Todd Slater: Yes. Kevin, as you saw from Q4 to Q1, chlor alkali, we had favorable cost and you should expect that to continue into Q2. Part of that includes power. So, even though we are a hedger, the lower power prices and natural gas cost will flow through our system, albeit not necessarily on a spot basis, but will flow into our system favorable from a cost perspective.
Kevin McCarthy: Okay. That’s very helpful. And then Todd, I wanted to clarify some of the commentary around levered free cash flow. I think you were at $545 million last quarter, sounds like, if I did my math correctly, maybe you are tracking a little bit less than that, maybe closer to $500 million, and I heard you call out tax timing and long-term energy agreement. I guess my questions would be, what exactly changed over the last two months or three months? And has there been any change in what I would call kind of the normal drivers of free cash flow, such as working capital and CapEx and so forth.
Todd Slater: Kevin, from a levered free cash flow perspective, I think really, our assumptions were virtually unchanged. We did have a slight change in the assumption page where we said we thought the total amount that we are going to spend on the Gulf Coast power contract payments to be $50 million, now that the person is doing that, that we have to pay to, we have a relatively final number now for 2024. So, we think that’s going to be $50 million. We had estimated that $25 million to $50 million before. So, we will come in at the high end. Other than that, I don’t think there was any substantive changes to our outlook on levered free cash flow.
Kevin McCarthy: Got it. Thank you so much.
Operator: Our next question comes from Vincent Andrews from Morgan Stanley. Please go ahead with your question.
Vincent Andrews: Thank you and good morning, and congrats to you, Ken, very well deserved. If I could just ask you two things, one, could you give a little bit more color on the orders that you are already getting for the back half of the year? Are they coming from any specific end markets? And what’s driving that so far in advance? And then secondly, if I could ask you just about St. Gabriel and just sort of operating issues. In general, is there any tension between wanting to be a reliable operator in having plants down for extended periods of time in terms of the risks of them coming back online easily and without any incremental maintenance costs?
Ken Lane: Hi Vincent. Thank you.

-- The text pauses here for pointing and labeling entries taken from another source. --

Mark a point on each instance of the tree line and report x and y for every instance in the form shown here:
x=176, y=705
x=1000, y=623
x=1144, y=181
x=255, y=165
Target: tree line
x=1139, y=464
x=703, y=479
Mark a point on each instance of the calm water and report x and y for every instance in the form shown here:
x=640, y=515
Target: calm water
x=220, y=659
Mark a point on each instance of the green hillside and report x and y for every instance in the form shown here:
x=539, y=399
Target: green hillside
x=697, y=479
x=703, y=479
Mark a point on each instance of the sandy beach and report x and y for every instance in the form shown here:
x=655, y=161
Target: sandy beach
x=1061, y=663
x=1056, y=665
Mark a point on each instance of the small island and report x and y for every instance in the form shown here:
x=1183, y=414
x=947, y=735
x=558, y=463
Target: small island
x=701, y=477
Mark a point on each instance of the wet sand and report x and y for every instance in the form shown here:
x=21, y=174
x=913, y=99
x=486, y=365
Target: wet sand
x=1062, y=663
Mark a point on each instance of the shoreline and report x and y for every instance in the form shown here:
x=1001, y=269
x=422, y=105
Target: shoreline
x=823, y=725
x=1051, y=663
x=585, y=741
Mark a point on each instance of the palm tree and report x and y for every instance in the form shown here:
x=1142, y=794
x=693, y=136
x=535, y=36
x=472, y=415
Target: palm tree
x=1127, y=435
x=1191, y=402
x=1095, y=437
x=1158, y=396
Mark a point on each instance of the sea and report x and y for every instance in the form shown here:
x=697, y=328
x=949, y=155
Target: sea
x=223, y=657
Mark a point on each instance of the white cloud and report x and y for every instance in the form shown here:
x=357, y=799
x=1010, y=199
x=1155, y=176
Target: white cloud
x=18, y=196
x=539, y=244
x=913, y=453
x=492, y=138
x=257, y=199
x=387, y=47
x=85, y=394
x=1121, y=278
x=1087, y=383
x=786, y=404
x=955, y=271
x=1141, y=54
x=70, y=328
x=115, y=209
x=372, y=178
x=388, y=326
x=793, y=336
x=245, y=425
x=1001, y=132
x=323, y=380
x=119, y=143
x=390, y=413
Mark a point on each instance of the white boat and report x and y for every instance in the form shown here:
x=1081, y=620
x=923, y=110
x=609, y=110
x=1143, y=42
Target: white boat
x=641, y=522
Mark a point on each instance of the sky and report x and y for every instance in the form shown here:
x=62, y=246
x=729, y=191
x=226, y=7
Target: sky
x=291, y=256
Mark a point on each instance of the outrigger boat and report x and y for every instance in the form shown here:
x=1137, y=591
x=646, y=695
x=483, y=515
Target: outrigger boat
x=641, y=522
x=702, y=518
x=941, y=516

So, listen, the orders that we are seeing in the second half are actually pretty broad in terms of the end markets that we see. We are even seeing some customers who have had assets now that are looking to restart. So, it’s not just one place that we are seeing that. It’s pretty broad, which gives us some pretty good confidence in terms of that demand uptick that we are talking about. I get your question around the reliability topics in St. Gabriel. We will do what we need to do to operate safely first. And we want to have the assets available when we need them. And that means that when they need to run, they will run. And that’s what you have seen happen with St. Gabriel. We took it down.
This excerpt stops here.